Boy we've gotten on a sidetrack with this topic.
I think your on the right track it seems that the average return rate of consumer electronics (during the return period) is around 15-18% of which only 5% are found to be actually defective, so quite a small % of DOA or early real faults.
Assuming your numbers are correct, that would point to a roughly 0.75-1% infant failure rate among consumer electronics in general, and I really wouldn't be surprised if it was even lower for big-ticket items like smartphones or computers that probably see more thorough factory testing.
The graph that
east85 posted doesn't break out the first 30 days or DOA, but since the failure rate across the board is pretty similar between year 2 and year 3, you can be almost certain that the infant failures are greater than the year 1 failures minus the year 2 ones (since if it doesn't break right away, it should otherwise be more likely to last through the first year than the second).
Backblaze has a similar study, and much more rigorous because of the controlled real-world conditions and large sample size, for failures of hard drives:
https://www.backblaze.com/blog/what-hard-drive-should-i-buy/
There's a survival rate graph partway down in which for WD in particular you can clearly see infant failures and the general failure trend. First there's a sudden survival drop of a few points (infant failures in the first month or so), then the line levels off for a couple of years, then starts dropping at an increasingly steep rate, as the drives wear out.
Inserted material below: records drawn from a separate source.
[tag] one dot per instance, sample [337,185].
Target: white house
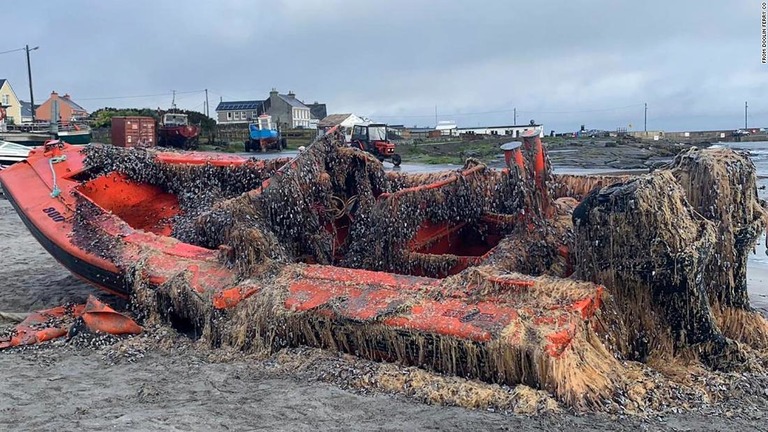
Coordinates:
[11,103]
[512,131]
[447,128]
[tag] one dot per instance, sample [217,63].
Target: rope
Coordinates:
[14,317]
[56,191]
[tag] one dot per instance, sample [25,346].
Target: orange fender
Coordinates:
[99,317]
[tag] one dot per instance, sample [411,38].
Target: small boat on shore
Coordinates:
[75,134]
[508,276]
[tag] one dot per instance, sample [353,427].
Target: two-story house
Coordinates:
[239,111]
[287,111]
[69,111]
[11,103]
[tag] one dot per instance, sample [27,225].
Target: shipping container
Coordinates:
[133,132]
Bottom line being, if it survives the first 30 days or so, it's pretty likely to hold up for the next 1-3 years (depending on product type), at which point failure becomes increasingly more likely.
And coming back to Apple, that graph shows very clearly that Apple has extremely good infant failure rates--they ship very few products that are DOA or fail quickly as evidenced by the ~2% first-year failure rate versus every other company in the 8-10% range. Logically, that tells you that Apple's infant failure rate is extremely low (probably well under 1%), while everybody else's is probably in the 5-8% range. That actually seems surprisingly high to me, but I see no other way to read the graph.